Neurocirurgião do Instituto George Tavares, no RJ, adota técnicas avançadas e abordagem humanizada no atendimento

“Sempre me fascinou a revolução que a cirurgia de coluna passou nos últimos anos. Meu objetivo é trazer o que há de mais seguro, moderno e eficaz para os pacientes no Brasil”, afirma o neurocirurgião George Tavares, fundador do Instituto George Tavares, referência nacional em cirurgia endoscópica da coluna vertebral.

Desde jovem, a medicina esteve presente em sua vida, mas foi aos 17 anos, após a perda do avô para um AVC hemorrágico, que decidiu seguir essa vocação. “Acompanhei de perto o sofrimento de alguém que amava e isso despertou em mim a vontade de minimizar o impacto das doenças neurológicas na vida das pessoas”, relembra. Sua trajetória começou na Universidade Federal do Rio de Janeiro (UFRJ) e seguiu com residência médica no Hospital Federal da Lagoa, onde consolidou sua paixão pela neurocirurgia e, em especial, pelas cirurgias de coluna.

A formação internacional é um dos diferenciais de sua prática. Tavares aprimorou técnicas avançadas nos Estados Unidos, e participou de cursos e congressos internacionais, sempre com a meta de trazer para o Brasil tratamentos minimamente invasivos. “A medicina exige atualização constante. O que há de mais moderno no mundo precisa estar acessível aos pacientes brasileiros”, enfatiza.

Seu foco na cirurgia endoscópica da coluna vertebral reflete esse compromisso. “Essa técnica revolucionou os tratamentos, permitindo intervenções menos invasivas e uma recuperação muito mais ágil e confortável para os pacientes”, explica. No Instituto George Tavares, mais de 90% das cirurgias realizadas são minimamente invasivas, garantindo menos dor, menor tempo de internação e um retorno mais rápido às atividades diárias.

A humanização no atendimento é um pilar central de seu trabalho. “A cirurgia começa no momento em que é indicada.
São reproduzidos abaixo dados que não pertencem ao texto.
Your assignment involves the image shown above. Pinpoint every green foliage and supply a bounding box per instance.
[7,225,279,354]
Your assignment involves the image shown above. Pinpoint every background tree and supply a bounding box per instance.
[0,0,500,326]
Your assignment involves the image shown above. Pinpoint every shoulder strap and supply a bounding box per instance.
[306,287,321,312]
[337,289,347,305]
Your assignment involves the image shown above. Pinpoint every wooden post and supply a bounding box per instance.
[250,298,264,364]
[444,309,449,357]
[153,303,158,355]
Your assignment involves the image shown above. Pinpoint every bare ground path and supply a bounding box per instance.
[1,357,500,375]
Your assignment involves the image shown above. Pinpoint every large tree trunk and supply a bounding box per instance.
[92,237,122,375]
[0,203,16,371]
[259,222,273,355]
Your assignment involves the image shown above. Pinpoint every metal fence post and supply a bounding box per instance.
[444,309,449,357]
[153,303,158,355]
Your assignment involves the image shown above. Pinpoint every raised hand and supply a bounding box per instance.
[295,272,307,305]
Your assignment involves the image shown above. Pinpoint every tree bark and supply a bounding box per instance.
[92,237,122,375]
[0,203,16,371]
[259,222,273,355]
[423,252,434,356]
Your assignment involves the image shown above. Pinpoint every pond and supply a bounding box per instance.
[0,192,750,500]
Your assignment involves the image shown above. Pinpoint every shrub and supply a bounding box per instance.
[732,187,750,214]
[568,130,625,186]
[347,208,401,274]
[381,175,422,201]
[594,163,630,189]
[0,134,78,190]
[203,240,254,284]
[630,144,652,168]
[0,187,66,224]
Desde a primeira consulta até o pós-operatório, minha equipe e eu garantimos um acompanhamento próximo, esclarecendo dúvidas e oferecendo suporte integral ao paciente”, conta. Ele mantém um canal direto de comunicação com os operados, disponibilizando seu contato pessoal para emergências e acompanhamento contínuo. “Não se trata apenas da doença, mas do impacto que ela tem na vida do paciente e de sua família”, complementa.

Mesmo com os avanços tecnológicos, o medo da cirurgia de coluna ainda é um dos maiores desafios enfrentados por seus pacientes. “Existe um receio histórico sobre os riscos desse tipo de procedimento. Meu trabalho é mostrar que, com as novas técnicas, esse cenário mudou completamente. Hoje, temos segurança, eficácia e resultados impressionantes”, explica.
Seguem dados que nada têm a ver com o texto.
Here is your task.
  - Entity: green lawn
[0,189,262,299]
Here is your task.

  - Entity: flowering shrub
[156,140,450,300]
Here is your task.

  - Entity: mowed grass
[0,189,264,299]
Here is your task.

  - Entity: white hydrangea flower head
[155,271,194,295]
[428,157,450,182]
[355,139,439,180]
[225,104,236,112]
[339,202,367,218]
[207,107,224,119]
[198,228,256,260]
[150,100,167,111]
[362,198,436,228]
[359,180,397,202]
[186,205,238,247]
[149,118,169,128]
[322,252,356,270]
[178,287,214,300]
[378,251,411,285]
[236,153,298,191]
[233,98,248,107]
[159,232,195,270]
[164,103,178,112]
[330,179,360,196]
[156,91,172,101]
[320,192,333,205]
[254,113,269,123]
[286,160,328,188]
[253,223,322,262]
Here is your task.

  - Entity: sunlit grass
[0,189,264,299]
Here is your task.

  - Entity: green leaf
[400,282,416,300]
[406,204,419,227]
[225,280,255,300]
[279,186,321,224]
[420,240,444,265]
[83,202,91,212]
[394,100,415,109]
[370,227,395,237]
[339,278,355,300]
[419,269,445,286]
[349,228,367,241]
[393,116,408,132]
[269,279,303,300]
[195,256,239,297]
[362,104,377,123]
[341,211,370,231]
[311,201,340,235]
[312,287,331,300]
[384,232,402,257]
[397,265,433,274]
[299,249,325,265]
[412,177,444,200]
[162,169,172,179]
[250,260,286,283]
A presença digital do médico também se tornou uma ferramenta de conscientização. Em suas redes sociais, compartilha informações sobre doenças da coluna, mitos sobre a cirurgia e os avanços na área. “A maioria das dúvidas gira em torno do pós-operatório. Mostro na prática que é possível ter uma recuperação tranquila e eficaz, sempre respeitando a individualidade de cada paciente”, pontua.

A incorporação de novas tecnologias é constante. No Instituto, o uso de técnicas minimamente invasivas tem permitido recuperações mais rápidas e um pós-operatório mais seguro e confortável. “A evolução da cirurgia de coluna está mudando paradigmas. Antigamente, os pacientes passavam meses se recuperando. Hoje, com as técnicas adequadas, conseguimos minimizar consideravelmente o tempo de reabilitação”, afirma.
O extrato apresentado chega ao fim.